Monday, 26 December 2011

$3 million - hmmm...

I've shown this plot a couple of times already, but here it is again, with another that shows the bar we have to limbo under to win $3 million.

Anyone think this is possible?

Any predictions of what the final winning error will be?

I predict 0.453

Place your bets here...


  1. I think the winning team just barely cracks .45 .... say .4480 .

    The only way anybody gets close to 0.40 is if there's a major supplemental release of much more detailed data. I could see that happening shortly after Milestone #3, when it's beyond obvious that all the info content in the available data has been squeezed out, and the #6 through #20 teams have gone into hibernation. They may succumb to the need to bump up the (P.R.) ratings then.

  2. It's too early to predict now.

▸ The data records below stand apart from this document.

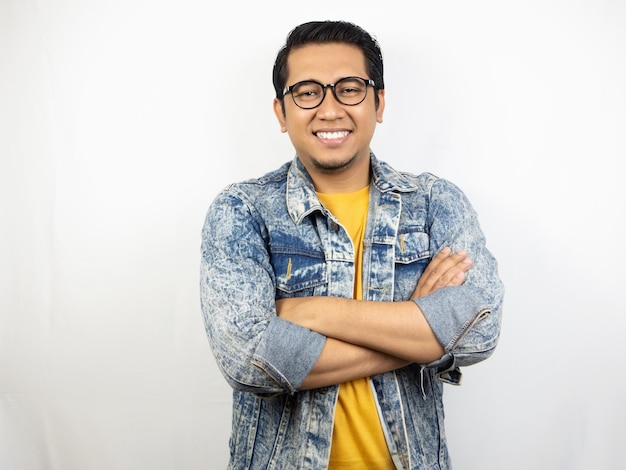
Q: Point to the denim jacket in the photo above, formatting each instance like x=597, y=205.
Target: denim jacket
x=270, y=238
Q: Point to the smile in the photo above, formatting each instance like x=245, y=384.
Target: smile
x=332, y=135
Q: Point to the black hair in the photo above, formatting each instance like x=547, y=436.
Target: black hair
x=324, y=32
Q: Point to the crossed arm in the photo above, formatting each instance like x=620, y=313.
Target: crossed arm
x=366, y=338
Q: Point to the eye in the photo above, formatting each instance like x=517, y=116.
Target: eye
x=350, y=87
x=307, y=91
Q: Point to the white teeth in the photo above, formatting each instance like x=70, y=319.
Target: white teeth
x=332, y=135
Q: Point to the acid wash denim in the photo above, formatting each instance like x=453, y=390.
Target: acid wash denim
x=270, y=238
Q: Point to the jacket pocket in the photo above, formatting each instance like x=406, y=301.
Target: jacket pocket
x=411, y=247
x=298, y=272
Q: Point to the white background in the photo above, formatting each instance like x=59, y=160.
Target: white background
x=121, y=119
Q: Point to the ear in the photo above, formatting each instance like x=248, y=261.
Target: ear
x=381, y=106
x=280, y=115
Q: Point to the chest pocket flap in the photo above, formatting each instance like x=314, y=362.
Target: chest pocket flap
x=412, y=246
x=297, y=270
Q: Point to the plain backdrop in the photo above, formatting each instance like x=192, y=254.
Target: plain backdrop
x=121, y=119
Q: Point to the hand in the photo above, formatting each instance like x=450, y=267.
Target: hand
x=445, y=269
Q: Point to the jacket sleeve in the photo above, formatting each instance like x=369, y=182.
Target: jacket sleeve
x=465, y=319
x=255, y=350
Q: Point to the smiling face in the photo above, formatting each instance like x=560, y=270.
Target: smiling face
x=331, y=140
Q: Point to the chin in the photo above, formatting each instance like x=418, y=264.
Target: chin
x=334, y=164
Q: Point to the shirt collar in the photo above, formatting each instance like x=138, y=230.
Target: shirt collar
x=301, y=197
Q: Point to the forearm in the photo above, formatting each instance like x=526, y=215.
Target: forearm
x=396, y=329
x=341, y=362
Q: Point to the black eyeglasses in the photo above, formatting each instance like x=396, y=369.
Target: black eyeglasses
x=309, y=94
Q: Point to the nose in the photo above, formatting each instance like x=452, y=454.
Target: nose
x=330, y=107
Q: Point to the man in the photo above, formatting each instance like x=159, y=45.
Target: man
x=339, y=294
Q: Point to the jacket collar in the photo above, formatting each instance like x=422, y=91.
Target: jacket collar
x=301, y=197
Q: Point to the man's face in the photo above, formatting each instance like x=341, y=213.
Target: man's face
x=332, y=139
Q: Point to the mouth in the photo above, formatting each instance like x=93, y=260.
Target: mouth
x=334, y=135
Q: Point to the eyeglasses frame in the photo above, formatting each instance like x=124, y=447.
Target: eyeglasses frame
x=289, y=89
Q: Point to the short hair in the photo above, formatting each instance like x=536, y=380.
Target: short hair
x=325, y=32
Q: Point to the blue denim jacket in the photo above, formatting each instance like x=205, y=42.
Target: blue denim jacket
x=270, y=238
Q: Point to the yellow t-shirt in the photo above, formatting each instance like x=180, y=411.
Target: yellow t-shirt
x=358, y=441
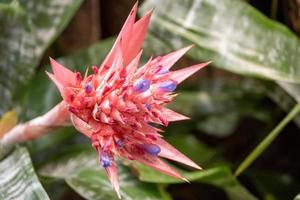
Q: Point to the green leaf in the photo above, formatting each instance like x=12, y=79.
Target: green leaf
x=18, y=179
x=218, y=105
x=219, y=176
x=78, y=166
x=267, y=183
x=236, y=38
x=267, y=141
x=192, y=147
x=27, y=29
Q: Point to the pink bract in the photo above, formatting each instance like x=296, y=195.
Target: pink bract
x=118, y=105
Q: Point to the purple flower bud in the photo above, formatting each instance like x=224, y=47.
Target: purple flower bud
x=163, y=71
x=148, y=106
x=88, y=88
x=142, y=86
x=120, y=143
x=168, y=86
x=152, y=149
x=105, y=160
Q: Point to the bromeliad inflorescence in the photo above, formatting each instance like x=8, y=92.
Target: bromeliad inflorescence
x=118, y=105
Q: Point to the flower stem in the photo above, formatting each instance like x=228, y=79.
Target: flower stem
x=55, y=118
x=261, y=147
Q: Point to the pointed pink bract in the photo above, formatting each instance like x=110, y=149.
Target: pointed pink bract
x=118, y=104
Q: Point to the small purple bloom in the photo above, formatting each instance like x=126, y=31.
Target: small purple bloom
x=152, y=149
x=88, y=88
x=120, y=143
x=163, y=71
x=142, y=85
x=168, y=86
x=105, y=160
x=148, y=106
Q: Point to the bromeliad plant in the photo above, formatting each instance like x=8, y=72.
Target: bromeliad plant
x=118, y=105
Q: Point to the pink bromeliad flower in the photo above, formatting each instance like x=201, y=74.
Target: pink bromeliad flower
x=118, y=105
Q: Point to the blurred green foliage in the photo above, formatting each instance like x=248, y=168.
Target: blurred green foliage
x=231, y=33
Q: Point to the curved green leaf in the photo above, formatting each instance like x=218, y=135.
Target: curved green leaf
x=236, y=38
x=78, y=166
x=219, y=176
x=27, y=29
x=18, y=179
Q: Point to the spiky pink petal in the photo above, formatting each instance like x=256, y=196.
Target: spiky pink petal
x=182, y=74
x=169, y=152
x=60, y=73
x=118, y=104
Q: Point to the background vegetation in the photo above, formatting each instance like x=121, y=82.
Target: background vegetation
x=246, y=99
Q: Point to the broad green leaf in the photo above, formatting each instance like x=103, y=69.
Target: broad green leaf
x=218, y=105
x=7, y=122
x=18, y=179
x=78, y=166
x=218, y=176
x=236, y=38
x=192, y=147
x=267, y=141
x=267, y=183
x=27, y=29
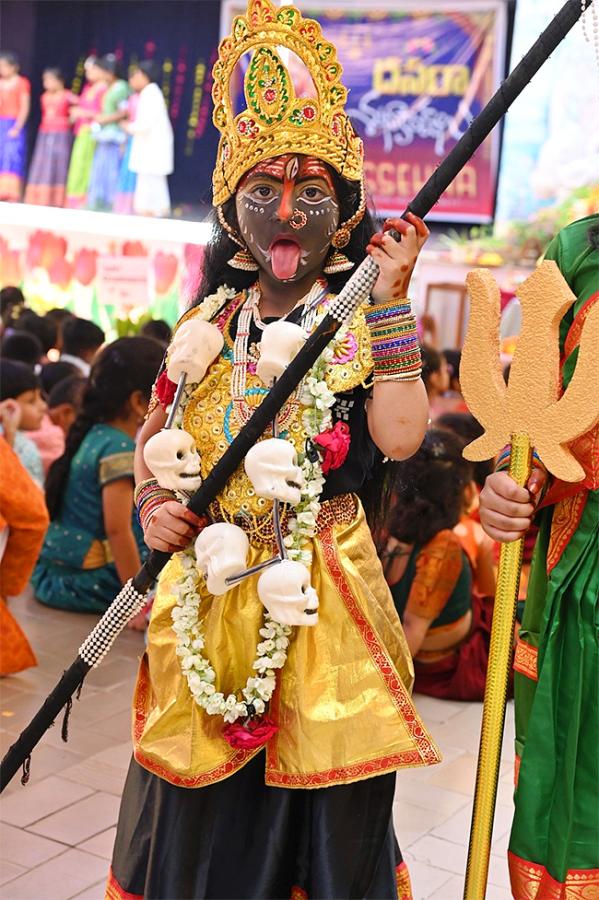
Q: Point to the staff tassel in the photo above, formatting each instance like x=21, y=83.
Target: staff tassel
x=526, y=413
x=357, y=290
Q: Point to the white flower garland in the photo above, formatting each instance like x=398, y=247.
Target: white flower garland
x=271, y=652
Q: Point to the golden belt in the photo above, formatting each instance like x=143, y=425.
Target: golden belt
x=341, y=509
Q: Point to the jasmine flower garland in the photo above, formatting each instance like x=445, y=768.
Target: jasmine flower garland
x=271, y=652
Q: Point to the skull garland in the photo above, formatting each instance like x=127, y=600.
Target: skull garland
x=174, y=461
x=280, y=342
x=287, y=595
x=221, y=551
x=272, y=467
x=195, y=345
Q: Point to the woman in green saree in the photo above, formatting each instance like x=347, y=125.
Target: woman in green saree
x=554, y=844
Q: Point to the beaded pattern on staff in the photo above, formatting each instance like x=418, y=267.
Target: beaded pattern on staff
x=276, y=121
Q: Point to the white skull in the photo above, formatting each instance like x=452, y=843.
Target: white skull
x=194, y=346
x=173, y=460
x=272, y=468
x=285, y=591
x=280, y=342
x=221, y=551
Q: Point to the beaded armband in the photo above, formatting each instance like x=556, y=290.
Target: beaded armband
x=394, y=341
x=148, y=498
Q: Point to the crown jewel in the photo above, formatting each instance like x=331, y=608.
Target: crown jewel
x=276, y=121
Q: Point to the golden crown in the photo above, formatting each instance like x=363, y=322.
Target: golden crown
x=276, y=121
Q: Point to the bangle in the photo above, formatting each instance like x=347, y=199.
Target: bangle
x=394, y=341
x=148, y=498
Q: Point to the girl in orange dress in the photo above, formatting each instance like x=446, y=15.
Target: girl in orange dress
x=22, y=529
x=15, y=102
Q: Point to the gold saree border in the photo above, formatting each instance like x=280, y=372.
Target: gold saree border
x=404, y=885
x=525, y=659
x=115, y=892
x=531, y=881
x=565, y=521
x=236, y=761
x=425, y=752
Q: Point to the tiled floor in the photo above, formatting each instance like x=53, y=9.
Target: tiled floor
x=56, y=834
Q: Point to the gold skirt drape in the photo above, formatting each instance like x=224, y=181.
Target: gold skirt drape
x=342, y=702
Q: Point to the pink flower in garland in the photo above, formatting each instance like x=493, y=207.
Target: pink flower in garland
x=254, y=734
x=333, y=446
x=165, y=390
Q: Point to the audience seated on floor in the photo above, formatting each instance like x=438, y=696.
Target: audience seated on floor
x=23, y=522
x=447, y=623
x=18, y=382
x=94, y=543
x=22, y=347
x=81, y=340
x=64, y=402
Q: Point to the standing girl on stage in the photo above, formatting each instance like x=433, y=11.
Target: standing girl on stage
x=109, y=136
x=15, y=103
x=82, y=115
x=125, y=189
x=50, y=164
x=152, y=145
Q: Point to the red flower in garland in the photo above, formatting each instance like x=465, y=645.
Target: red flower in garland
x=165, y=390
x=252, y=735
x=333, y=446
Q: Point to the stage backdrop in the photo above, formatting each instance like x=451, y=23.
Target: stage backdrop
x=181, y=35
x=417, y=74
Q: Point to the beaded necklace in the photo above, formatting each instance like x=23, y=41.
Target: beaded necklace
x=241, y=357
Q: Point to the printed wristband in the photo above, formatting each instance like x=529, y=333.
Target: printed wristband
x=394, y=342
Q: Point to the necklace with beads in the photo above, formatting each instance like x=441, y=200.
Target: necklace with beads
x=249, y=313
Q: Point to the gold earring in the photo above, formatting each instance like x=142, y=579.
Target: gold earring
x=243, y=260
x=342, y=236
x=337, y=262
x=229, y=228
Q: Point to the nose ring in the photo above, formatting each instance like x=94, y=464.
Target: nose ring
x=298, y=219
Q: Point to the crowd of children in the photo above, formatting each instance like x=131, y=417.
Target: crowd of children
x=72, y=423
x=68, y=427
x=109, y=148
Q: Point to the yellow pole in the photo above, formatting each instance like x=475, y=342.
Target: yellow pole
x=498, y=672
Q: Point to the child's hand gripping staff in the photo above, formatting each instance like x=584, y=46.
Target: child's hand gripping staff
x=527, y=413
x=357, y=290
x=171, y=455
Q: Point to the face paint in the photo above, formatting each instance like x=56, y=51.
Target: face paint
x=288, y=212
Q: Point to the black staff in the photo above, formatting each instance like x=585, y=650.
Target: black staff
x=132, y=597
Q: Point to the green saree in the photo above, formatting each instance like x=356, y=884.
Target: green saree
x=554, y=844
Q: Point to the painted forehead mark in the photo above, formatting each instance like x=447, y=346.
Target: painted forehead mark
x=311, y=167
x=290, y=167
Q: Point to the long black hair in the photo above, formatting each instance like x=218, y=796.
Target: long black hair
x=221, y=248
x=428, y=489
x=125, y=366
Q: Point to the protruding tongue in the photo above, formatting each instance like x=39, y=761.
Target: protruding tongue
x=285, y=257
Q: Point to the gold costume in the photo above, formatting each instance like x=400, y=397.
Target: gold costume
x=342, y=702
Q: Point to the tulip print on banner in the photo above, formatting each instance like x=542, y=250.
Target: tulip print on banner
x=65, y=271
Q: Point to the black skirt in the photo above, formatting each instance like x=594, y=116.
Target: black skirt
x=239, y=838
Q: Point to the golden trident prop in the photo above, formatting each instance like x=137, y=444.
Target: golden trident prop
x=527, y=413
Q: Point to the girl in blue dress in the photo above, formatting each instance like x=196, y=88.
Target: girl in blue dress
x=94, y=543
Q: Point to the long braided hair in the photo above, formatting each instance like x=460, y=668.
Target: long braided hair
x=125, y=366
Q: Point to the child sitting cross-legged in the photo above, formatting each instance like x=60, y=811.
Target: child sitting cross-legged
x=446, y=623
x=94, y=543
x=18, y=382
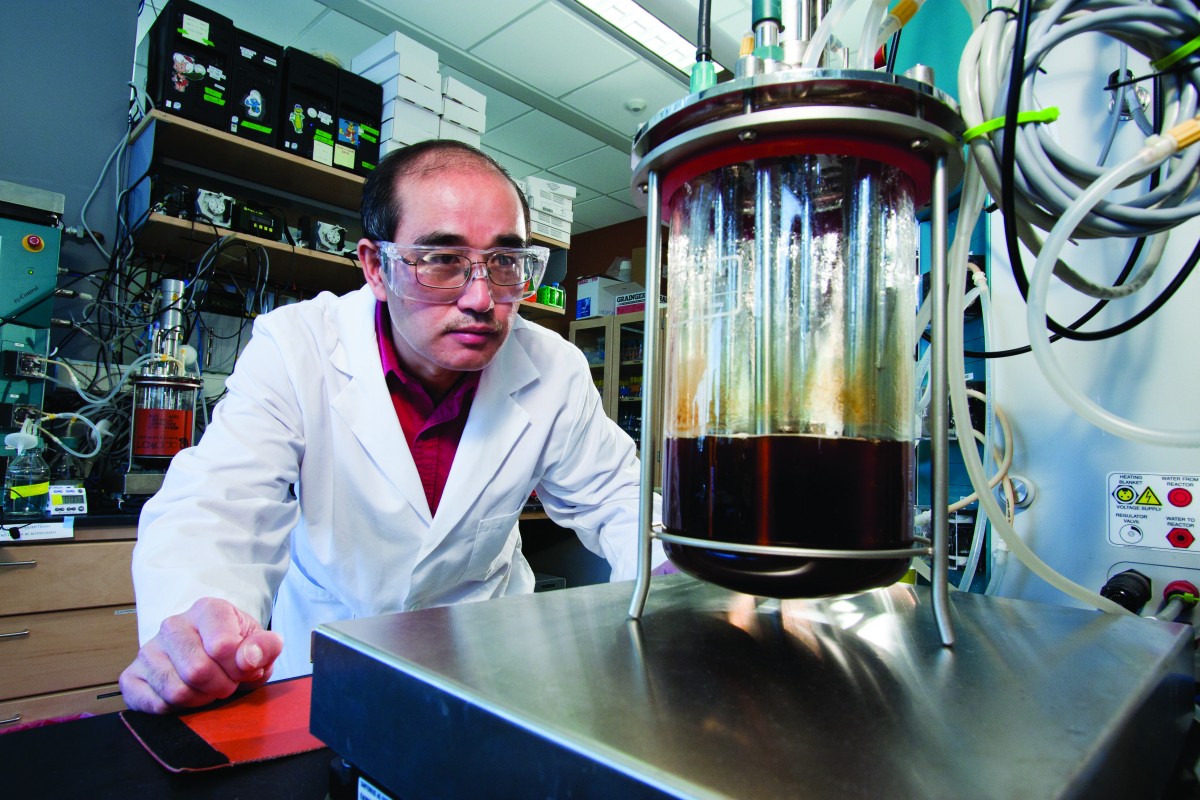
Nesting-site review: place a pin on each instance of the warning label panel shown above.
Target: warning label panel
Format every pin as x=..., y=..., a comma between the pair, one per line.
x=1156, y=511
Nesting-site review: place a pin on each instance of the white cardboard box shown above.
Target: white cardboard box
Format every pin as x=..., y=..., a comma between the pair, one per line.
x=595, y=296
x=407, y=114
x=461, y=92
x=541, y=202
x=468, y=118
x=549, y=220
x=403, y=137
x=634, y=301
x=403, y=56
x=393, y=67
x=539, y=185
x=401, y=88
x=451, y=131
x=562, y=235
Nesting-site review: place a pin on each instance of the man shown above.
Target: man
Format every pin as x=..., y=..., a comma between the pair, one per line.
x=375, y=450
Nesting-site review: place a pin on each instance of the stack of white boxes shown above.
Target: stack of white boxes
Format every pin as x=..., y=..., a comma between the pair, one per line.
x=550, y=208
x=418, y=102
x=462, y=112
x=412, y=89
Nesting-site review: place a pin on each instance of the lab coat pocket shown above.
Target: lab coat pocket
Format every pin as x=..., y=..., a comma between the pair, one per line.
x=496, y=540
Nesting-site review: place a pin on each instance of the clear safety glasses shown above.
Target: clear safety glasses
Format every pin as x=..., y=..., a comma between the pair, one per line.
x=432, y=274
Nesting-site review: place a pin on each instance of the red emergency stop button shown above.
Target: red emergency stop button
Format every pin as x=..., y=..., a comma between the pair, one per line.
x=1179, y=497
x=1180, y=537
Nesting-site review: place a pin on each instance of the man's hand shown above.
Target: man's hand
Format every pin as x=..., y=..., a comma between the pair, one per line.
x=198, y=656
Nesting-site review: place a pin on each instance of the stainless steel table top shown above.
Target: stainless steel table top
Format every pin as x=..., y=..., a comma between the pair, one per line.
x=719, y=695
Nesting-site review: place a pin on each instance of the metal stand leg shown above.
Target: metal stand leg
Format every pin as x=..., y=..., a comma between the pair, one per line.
x=649, y=423
x=939, y=413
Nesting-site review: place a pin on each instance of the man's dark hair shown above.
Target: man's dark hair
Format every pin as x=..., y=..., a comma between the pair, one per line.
x=381, y=200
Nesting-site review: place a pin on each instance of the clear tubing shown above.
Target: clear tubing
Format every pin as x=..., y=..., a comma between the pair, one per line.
x=823, y=32
x=65, y=415
x=977, y=542
x=1036, y=314
x=867, y=41
x=107, y=398
x=969, y=212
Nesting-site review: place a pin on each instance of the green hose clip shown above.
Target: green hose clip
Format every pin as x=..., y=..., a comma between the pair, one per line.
x=1043, y=115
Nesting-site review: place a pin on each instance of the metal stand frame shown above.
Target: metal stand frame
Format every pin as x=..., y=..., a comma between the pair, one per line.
x=819, y=102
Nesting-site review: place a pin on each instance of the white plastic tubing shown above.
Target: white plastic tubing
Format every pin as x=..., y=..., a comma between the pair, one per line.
x=1036, y=308
x=969, y=212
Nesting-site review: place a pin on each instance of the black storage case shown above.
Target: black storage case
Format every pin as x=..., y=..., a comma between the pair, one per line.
x=309, y=107
x=189, y=62
x=255, y=88
x=359, y=119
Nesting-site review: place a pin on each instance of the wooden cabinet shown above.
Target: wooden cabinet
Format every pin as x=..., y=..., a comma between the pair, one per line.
x=168, y=148
x=67, y=626
x=615, y=347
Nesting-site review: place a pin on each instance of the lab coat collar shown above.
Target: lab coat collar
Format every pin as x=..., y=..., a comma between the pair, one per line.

The top teams are probably just overfitting the public board for the lack of better things to do. The approaches that were described in the last milestone papers are very weak from theoretical point of view - basically just applying some general ML methods on variables arbitrarily derived from the dataset, a kind of blind search.

  3. @redstr

    It's too early to predict now.


    The approaches that were described in the last milestone papers are very weak from theoretical point of view.

    Who cares about theory. The proof of the pudding is in the eating!

  4. Too early because there's over a year left still. It't less than half way through. Many people can still join in.

    The theory can get very practical if something important is discovered. Imagine using current ML techniques to predict, say, movement of the planets on the sky. You can do it with some accuracy from raw 2D coordinates if a ton of observations is provided, but if you realize that they're actually projections from 3D space of heliocentric system, that will boost your models' accuracy to a previously unimaginable point.

    At the last milestone, both winners had zero of such insight into the problem, that's what I meant by the theoretical weakness. For me, the content of the milestone papers was utterly disappointing. This has been noted by others on the forum as well. I think this contest, given the prize, deserves more fundamental research.

  5. (Haven't checked in here for a while, or I would have posted this earlier.)

    @RedStr: Your comments rub me the wrong way. Were you aware that:
    * this "Sali Mali" is one of the 3 members of the #1 team at Milestone1,
    * that he and David Vogel are both highly experienced professional data miners,
    * that David Vogel worked for a number of years at one of the leading commercial companies doing data mining and predictive algorithms on HOSPITAL data in the USofA, and
    * that the 3rd member of the team is an MD with significant experience in the data aspects of measuring and managing population health?

    Obviously we don't know the backgrounds of many of the other people on the various competing teams. But this particular team will be hard to top in terms of relevant experience and background.

    It is a requirement of the Kaggle/Heritage Health Prize rules that winning teams describe their algorithms to a sufficient degree that other competent scientists can reproduce/corroborate the reported results. So the "technical algoritm" part of the Intellectual Property must be shared.

    But there is no requirement to share the thinking or explain the subject matter expertise that inspired the team to create the predictive features they used to get to the lead in Round One, nor to give any glimpses into what they have up their sleeves for Round 2 and beyond. That part of their I.P. they can protect, and not surprisingly, they have largely done so.

    IF you have expertise in this domain, and study their feature list and methods, you will find there is considerable insight and knowledge being brought to bear. For example, they have one feature that had not occurred to me, but immediately upon seeing this field I was reminded of published research on that particular aspect.

    Bear in mind too that this data is highly censored, masked and summarized. There are many known insights that cannot be applied because the data is so sterilized for public distribution.

    Apologies if this comes across as cranky.